GOOD FRIDAY
2005
Last night we embarked on a journey
a wild and unpredictable journey.
Tonight we attempt to appreciate that: part of any journey is painful. Why?
Parenting –
The mother that worries about her son
The Father who longs to be confided in
The parent who wants to fix and the young adult who wants to do it all by themselves
and in their own time.
Feelings of emptiness and abandonment.
I remember many times when I disappointed my mother
and she would echoe these words.
Norman,
(when she calls me Norman I am in trouble, it’s like she’s calling me back to the womb.)
you’ll never understand what you do to me, until you have children of your own.
She has the Irish Catholic quilt thing down to an art form.
You’ll never understand what you do to me, until you have children of your own.
It’s taken me a while to understand her words.
Yeah, I got the concept, but the feelings are very different than a concept.
I have some children now, actually a lot.
(Some timely examples were given)
I have the child who won’t help themselves and I can’t make them.
I have the sons and daughters who don’t want to burden or bother father
with their problems.
I have the daughters and sons, and they are not teenagers,
who like to protect me
and therefore choose not to tell me things.
The concept is very different than the feeling.
God so loved the world that he gave us his only Son, so that we might have life.
Would you – a parent
– be willing to give that all up?
Those relationships in our lives for another.
Can we make that sacrifice?
We don’t have to – He did.
It’s painful stuff, but of anything you want to be involved the life of your child.
All I ask is that you talk to me.
In many ways all of us experience such relationships
as mentor, friend, co-worker, neighbor, youth minister, teacher.
And we are all daughters and sons.
Sometimes in our lives
we all have pain
we all have sorrow
but if we are wise
we know that there’s always tomorrow
We celebrate this Good Friday, because it gives meaning to ours
We will celebrate it tomorrow – as life tends to teach us.
We know the end of the story
we know that Jesus did what His father wanted him to do.
He, like most of us, knew what was expected
what call had been planted in us.
Jesus made it happen.
And he gave His mother to his friend
and his friend to His mother.

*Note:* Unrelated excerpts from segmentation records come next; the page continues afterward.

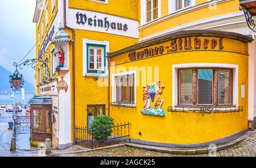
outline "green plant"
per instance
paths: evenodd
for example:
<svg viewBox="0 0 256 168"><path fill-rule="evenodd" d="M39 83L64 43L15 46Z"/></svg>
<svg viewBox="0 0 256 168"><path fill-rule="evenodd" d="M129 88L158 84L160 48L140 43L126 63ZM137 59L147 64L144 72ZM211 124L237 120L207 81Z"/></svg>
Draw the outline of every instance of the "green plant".
<svg viewBox="0 0 256 168"><path fill-rule="evenodd" d="M93 138L96 140L108 139L112 133L114 119L106 115L98 115L93 120L90 129Z"/></svg>

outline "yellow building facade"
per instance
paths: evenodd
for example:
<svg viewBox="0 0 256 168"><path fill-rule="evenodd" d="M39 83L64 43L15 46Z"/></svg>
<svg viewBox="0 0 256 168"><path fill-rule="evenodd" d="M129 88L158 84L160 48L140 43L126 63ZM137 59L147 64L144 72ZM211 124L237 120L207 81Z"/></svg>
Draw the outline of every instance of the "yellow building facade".
<svg viewBox="0 0 256 168"><path fill-rule="evenodd" d="M131 123L134 142L173 147L254 122L254 34L238 0L37 1L34 22L47 64L36 94L51 97L59 149L100 114Z"/></svg>

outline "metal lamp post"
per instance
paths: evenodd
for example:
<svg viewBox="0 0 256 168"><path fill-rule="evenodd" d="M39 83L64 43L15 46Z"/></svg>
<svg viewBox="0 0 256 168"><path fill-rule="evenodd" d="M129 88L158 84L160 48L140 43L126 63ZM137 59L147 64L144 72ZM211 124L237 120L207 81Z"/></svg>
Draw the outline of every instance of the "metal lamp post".
<svg viewBox="0 0 256 168"><path fill-rule="evenodd" d="M11 146L10 151L16 150L16 121L17 120L17 104L15 104L15 107L13 111L13 119L14 121L13 136L11 138Z"/></svg>

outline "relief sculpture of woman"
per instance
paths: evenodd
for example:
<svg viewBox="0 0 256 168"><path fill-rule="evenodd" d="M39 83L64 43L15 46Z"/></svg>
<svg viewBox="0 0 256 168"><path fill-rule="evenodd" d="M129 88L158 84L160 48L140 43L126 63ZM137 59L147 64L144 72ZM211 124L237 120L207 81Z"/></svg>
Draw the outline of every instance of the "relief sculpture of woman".
<svg viewBox="0 0 256 168"><path fill-rule="evenodd" d="M63 47L61 45L58 47L59 51L55 52L54 55L56 56L57 54L59 54L59 67L64 67L64 51Z"/></svg>
<svg viewBox="0 0 256 168"><path fill-rule="evenodd" d="M144 100L143 109L141 112L143 114L165 116L164 111L162 108L163 100L162 97L164 85L160 85L160 81L156 82L155 87L154 84L151 86L143 87L143 100ZM150 108L150 98L154 102L154 107Z"/></svg>

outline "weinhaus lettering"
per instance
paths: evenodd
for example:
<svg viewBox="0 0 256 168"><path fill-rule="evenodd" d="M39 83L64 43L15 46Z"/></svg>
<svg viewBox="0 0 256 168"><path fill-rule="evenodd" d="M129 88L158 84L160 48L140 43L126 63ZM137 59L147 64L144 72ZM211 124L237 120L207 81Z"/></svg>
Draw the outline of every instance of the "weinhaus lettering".
<svg viewBox="0 0 256 168"><path fill-rule="evenodd" d="M109 28L125 32L128 30L127 24L111 22L109 20L108 17L103 19L98 18L97 16L94 16L93 18L88 18L86 14L83 14L79 12L76 14L76 23L79 24L88 24L90 26L105 28L107 31Z"/></svg>
<svg viewBox="0 0 256 168"><path fill-rule="evenodd" d="M192 41L193 40L193 46L192 47ZM162 54L164 48L167 49L167 53L175 52L183 50L192 49L218 49L222 50L224 48L223 45L222 39L220 38L219 40L212 39L209 40L205 39L201 40L197 37L193 39L184 38L175 39L171 41L170 45L168 46L155 47L144 49L143 51L138 52L133 52L129 54L130 61L135 61L139 59L146 58L148 57L152 57Z"/></svg>

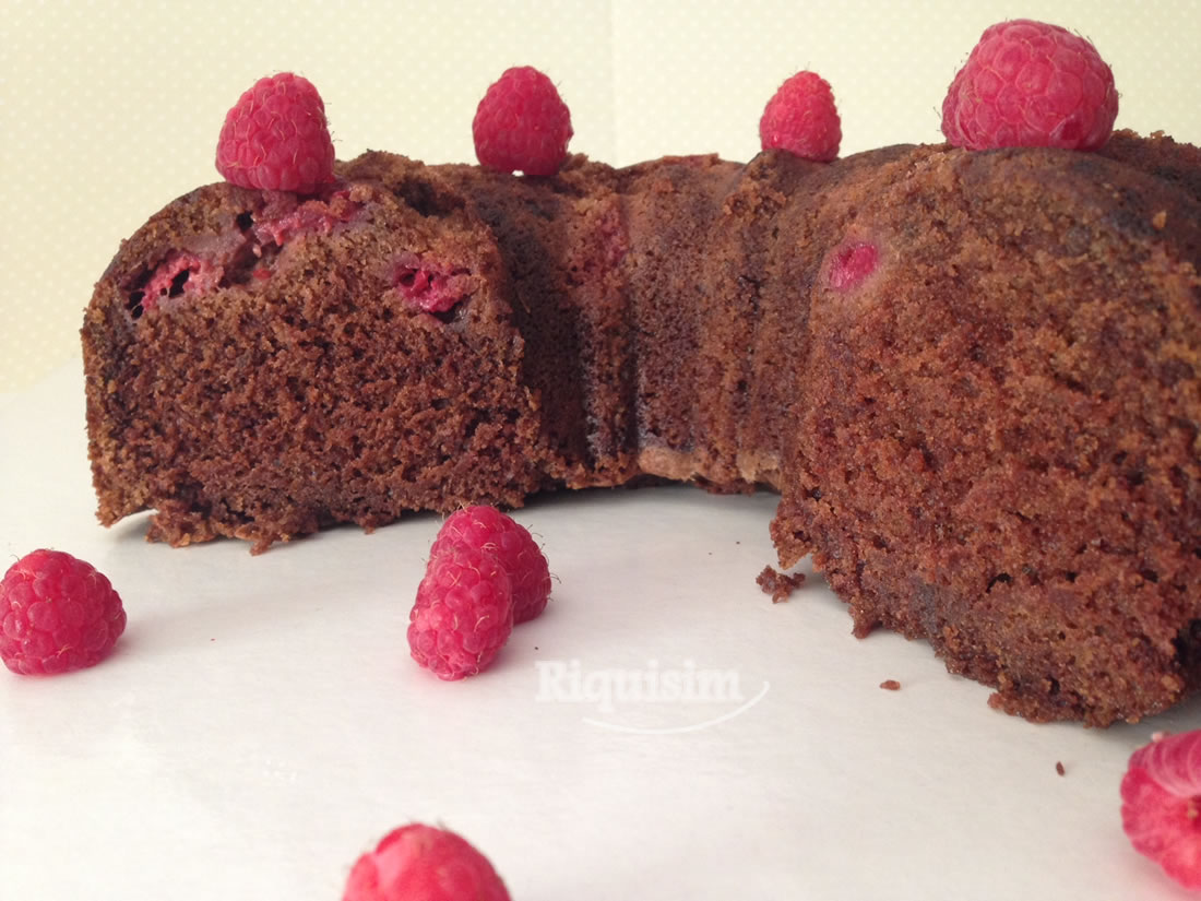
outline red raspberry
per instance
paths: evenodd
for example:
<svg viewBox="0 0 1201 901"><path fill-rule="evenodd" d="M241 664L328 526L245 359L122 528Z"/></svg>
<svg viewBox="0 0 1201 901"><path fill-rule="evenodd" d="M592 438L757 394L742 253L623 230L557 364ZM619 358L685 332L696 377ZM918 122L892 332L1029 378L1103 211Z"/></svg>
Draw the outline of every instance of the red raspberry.
<svg viewBox="0 0 1201 901"><path fill-rule="evenodd" d="M124 631L125 609L108 579L61 550L26 554L0 580L0 658L13 673L91 667Z"/></svg>
<svg viewBox="0 0 1201 901"><path fill-rule="evenodd" d="M797 72L779 85L759 119L764 150L830 162L838 155L842 124L830 84L817 72Z"/></svg>
<svg viewBox="0 0 1201 901"><path fill-rule="evenodd" d="M526 622L546 608L550 569L525 526L496 507L467 507L450 514L434 539L430 556L452 547L480 548L492 554L513 587L513 622Z"/></svg>
<svg viewBox="0 0 1201 901"><path fill-rule="evenodd" d="M334 180L325 105L306 78L261 78L226 114L217 172L241 187L312 193Z"/></svg>
<svg viewBox="0 0 1201 901"><path fill-rule="evenodd" d="M483 672L513 632L513 590L495 555L455 545L430 557L408 616L413 660L448 681Z"/></svg>
<svg viewBox="0 0 1201 901"><path fill-rule="evenodd" d="M1187 889L1201 889L1201 729L1158 738L1130 756L1122 828L1135 851Z"/></svg>
<svg viewBox="0 0 1201 901"><path fill-rule="evenodd" d="M1095 150L1113 131L1113 72L1083 37L1030 19L986 29L943 101L956 147Z"/></svg>
<svg viewBox="0 0 1201 901"><path fill-rule="evenodd" d="M466 839L411 823L358 859L342 901L509 901L509 893Z"/></svg>
<svg viewBox="0 0 1201 901"><path fill-rule="evenodd" d="M471 124L476 156L500 172L554 175L567 159L572 114L554 83L532 66L506 70Z"/></svg>

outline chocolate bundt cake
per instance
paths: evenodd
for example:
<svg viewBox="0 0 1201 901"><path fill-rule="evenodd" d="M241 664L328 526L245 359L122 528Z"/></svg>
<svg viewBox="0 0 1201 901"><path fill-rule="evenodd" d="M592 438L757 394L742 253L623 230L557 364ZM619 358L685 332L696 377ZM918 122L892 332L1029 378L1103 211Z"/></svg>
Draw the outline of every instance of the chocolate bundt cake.
<svg viewBox="0 0 1201 901"><path fill-rule="evenodd" d="M1201 153L894 147L832 163L383 153L215 184L83 328L104 524L256 550L324 524L689 481L779 493L877 626L1032 720L1201 682Z"/></svg>

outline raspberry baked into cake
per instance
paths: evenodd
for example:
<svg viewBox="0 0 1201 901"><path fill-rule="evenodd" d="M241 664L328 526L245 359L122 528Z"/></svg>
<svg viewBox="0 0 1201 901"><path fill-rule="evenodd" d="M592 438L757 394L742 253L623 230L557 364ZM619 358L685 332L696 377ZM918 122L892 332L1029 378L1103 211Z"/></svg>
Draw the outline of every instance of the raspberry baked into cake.
<svg viewBox="0 0 1201 901"><path fill-rule="evenodd" d="M951 143L831 162L765 135L747 163L231 169L88 308L101 521L262 550L563 488L773 490L779 562L812 555L856 633L1033 720L1169 708L1201 682L1201 154L1112 115L1092 150L978 148L969 67Z"/></svg>

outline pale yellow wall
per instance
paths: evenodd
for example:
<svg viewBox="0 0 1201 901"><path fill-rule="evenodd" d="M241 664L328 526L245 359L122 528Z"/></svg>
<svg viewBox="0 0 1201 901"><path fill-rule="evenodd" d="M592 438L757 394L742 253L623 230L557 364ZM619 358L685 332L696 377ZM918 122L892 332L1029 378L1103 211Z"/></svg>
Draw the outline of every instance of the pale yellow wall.
<svg viewBox="0 0 1201 901"><path fill-rule="evenodd" d="M1092 38L1118 125L1201 143L1201 0L883 4L0 1L0 392L77 354L80 311L123 237L217 175L228 107L282 70L321 90L339 156L472 161L471 118L507 66L546 71L572 149L615 163L758 149L763 105L813 68L843 153L939 141L981 30L1042 18Z"/></svg>

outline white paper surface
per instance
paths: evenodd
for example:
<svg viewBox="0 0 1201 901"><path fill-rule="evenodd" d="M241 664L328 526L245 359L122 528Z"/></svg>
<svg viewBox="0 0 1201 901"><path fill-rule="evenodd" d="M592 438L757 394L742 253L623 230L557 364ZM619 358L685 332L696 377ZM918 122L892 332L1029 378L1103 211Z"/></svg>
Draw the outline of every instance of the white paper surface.
<svg viewBox="0 0 1201 901"><path fill-rule="evenodd" d="M129 627L92 669L0 670L0 897L328 901L410 821L462 833L514 899L1188 896L1130 849L1118 783L1197 702L1034 726L925 643L854 639L820 579L772 604L771 495L536 501L552 602L447 684L405 643L436 517L257 557L104 530L82 381L0 395L0 559L89 560Z"/></svg>

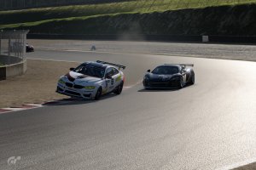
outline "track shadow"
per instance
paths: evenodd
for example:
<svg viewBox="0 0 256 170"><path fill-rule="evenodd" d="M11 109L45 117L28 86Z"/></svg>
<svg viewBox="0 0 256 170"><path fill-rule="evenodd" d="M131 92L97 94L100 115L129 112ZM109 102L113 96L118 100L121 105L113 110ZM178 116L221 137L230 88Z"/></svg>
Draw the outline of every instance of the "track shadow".
<svg viewBox="0 0 256 170"><path fill-rule="evenodd" d="M116 94L110 94L107 95L102 96L99 100L93 100L93 99L85 99L81 98L68 98L63 99L57 99L50 102L44 103L43 105L45 106L55 106L55 105L84 105L84 104L90 104L99 102L101 100L108 99L109 98L115 97Z"/></svg>

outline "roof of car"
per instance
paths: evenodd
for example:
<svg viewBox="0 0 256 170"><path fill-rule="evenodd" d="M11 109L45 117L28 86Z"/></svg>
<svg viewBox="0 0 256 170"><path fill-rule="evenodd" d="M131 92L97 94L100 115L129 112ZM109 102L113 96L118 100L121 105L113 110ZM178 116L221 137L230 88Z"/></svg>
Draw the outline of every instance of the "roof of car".
<svg viewBox="0 0 256 170"><path fill-rule="evenodd" d="M172 65L172 64L164 64L164 65L158 65L157 67L159 66L177 66L177 67L181 67L180 65Z"/></svg>
<svg viewBox="0 0 256 170"><path fill-rule="evenodd" d="M98 62L96 62L96 61L87 61L87 62L84 62L83 64L92 65L92 66L102 67L102 68L104 68L104 69L106 69L108 66L113 66L113 65L110 65L102 64L102 63L98 63ZM115 66L113 66L113 67L115 67Z"/></svg>

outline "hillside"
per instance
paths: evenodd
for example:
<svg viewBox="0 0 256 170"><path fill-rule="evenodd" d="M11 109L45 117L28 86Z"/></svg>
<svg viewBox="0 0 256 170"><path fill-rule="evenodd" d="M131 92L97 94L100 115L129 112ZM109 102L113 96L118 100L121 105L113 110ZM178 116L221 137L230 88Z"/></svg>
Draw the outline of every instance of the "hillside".
<svg viewBox="0 0 256 170"><path fill-rule="evenodd" d="M256 5L252 2L256 1L141 0L6 11L0 12L0 29L47 34L254 36Z"/></svg>

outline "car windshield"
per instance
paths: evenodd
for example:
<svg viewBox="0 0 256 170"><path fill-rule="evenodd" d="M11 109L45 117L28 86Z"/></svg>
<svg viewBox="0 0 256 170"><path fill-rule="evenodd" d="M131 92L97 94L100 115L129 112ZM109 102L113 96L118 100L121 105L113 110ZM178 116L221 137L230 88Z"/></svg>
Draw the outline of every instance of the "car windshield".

And he confided in His Father.
You’ll never understand what you do to me, until you have children of your own.
Tonight, on this Good Friday, we grow in our appreciation for what we did to God, how
we made Him feel. It is through such appreciation that we are open to the depth of His
love and the powerful fulfillment of the resurrection.
Perhaps these words from mother Phyllis Osborne speak most clearly in this time:
Every mother whose marine has come home has experienced that sense of resurrection, that
God has been listening…night after night. When we set eyes on them again, we count each of
their fingers, like when they were newborns. It’s as if our child’s birth has reoccurred all over.”
God offers us such hope, when we trust, when we are faithful to the Good Fridays this world
places us in. God, the Divine parents knows all to well.
He so loved the world, that he gave us His only begotten Son.